I am trying to improve the sound insulation in my garage shop, and I gather that Sound Transmission Class (STC) ratings of different soundproofing solutions vary as function of Hz levels of sounds. I have read that the loudest machines like planers and table saws have relatively lower Hz levels, but I can't find any tables offering range of HZ levels to expect for planers vs table saws.
I have an audio spectrogram app on my tablet, so I took it into my workshop and made a couple of measurements, using the power tools I had setup for a project (table saw, orbital power sander, and trim router; don't have a power planer, sorry). I used all softwood material (18mm pine), kept the tablet about 1m from the tool, and decoupled it from the workbench with a bit of foam.
My workshop is only about 4.5m by 7m, and has concrete floor/ceiling, sandstone walls and glass door/windows all around, so there's plenty of reflections; really not an ideal environment for any type of sound measurements: levels will be off in general (on the louder side), and some frequencies will be attenuated while others are amplified. So I don't know how useful the results will be for your sound isolation problem; different tools (make and model) will certainly sound different, too. But it's at least one data point.

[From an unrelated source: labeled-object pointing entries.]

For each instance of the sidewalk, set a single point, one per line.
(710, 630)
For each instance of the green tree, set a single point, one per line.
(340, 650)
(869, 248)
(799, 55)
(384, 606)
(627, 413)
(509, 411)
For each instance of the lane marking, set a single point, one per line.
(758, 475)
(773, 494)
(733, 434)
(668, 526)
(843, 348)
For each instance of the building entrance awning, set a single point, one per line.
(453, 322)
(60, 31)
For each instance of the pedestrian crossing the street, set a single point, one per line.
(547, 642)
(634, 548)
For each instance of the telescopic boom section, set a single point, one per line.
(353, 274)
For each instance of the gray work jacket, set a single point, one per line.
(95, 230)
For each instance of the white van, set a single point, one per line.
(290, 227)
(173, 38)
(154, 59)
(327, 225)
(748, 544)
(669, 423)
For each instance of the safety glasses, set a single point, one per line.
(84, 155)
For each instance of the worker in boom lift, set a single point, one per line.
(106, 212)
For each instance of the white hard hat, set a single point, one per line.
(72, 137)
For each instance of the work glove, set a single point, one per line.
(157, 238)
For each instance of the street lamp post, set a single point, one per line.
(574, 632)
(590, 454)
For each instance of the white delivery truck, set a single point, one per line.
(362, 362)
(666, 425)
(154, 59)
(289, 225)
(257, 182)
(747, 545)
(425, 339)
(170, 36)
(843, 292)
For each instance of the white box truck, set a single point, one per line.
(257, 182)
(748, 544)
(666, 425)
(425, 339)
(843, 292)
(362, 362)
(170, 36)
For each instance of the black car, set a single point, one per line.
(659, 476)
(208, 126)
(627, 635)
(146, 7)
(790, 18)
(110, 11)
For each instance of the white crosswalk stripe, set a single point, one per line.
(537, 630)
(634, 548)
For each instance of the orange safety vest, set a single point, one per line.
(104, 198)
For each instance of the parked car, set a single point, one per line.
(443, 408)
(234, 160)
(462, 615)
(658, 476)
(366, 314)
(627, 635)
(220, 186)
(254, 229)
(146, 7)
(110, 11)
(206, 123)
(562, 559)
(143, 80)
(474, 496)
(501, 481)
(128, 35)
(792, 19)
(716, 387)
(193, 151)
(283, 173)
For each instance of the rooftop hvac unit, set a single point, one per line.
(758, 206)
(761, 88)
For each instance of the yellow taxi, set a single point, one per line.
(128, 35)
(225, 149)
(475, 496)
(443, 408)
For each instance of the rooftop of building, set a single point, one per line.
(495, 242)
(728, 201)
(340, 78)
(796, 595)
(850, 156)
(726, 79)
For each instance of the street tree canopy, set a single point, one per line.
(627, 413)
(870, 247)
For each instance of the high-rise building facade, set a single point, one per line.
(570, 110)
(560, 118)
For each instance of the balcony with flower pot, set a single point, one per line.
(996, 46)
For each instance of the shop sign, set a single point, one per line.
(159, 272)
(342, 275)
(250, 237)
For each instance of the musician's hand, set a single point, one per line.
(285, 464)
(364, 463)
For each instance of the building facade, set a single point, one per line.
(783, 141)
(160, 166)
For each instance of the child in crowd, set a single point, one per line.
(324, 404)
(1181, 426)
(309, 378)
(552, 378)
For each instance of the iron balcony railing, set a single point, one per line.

Here's how you read those graphs (click on them to open full size). The upper third shows the audio spectrum (log-frequency on the x-axis, logarithmic sound pressure spectral density in dB/Hz on the y axis); yellow is current (updates every 25ms), red is max hold for the entire measurement. The lower part shows a waterfall diagram of the spectrum over time: log-frequency is on the x-axis, time is on the y-axis (going up, so further down the graph is older), sound pressure spectral density is color coded using the log color scale shown on the left; higher sound pressure is shown in a brighter color. I've set it up so that the ull time range of the waterfall is about 10s. Since sound level is in dB, because of the logarithm a change by only 6dB is equivalent to double or half the noise.
In the first image, I first turned on the table saw, then added the dust extractor (big shop vac) a couple of seconds later, then did three quick crosscuts in 18mm pine, and finally shut the table saw and the vac off at the same time. There's plenty of sound energy all across the spectrum even with the saw just idling. The cuts add very distinct high frequency noise, you can even see the frequency going down a bit during the cut as it puts load on the motor. The dust collector doesn't register all that much on the graphs, even though subjectively it makes a lot of noise.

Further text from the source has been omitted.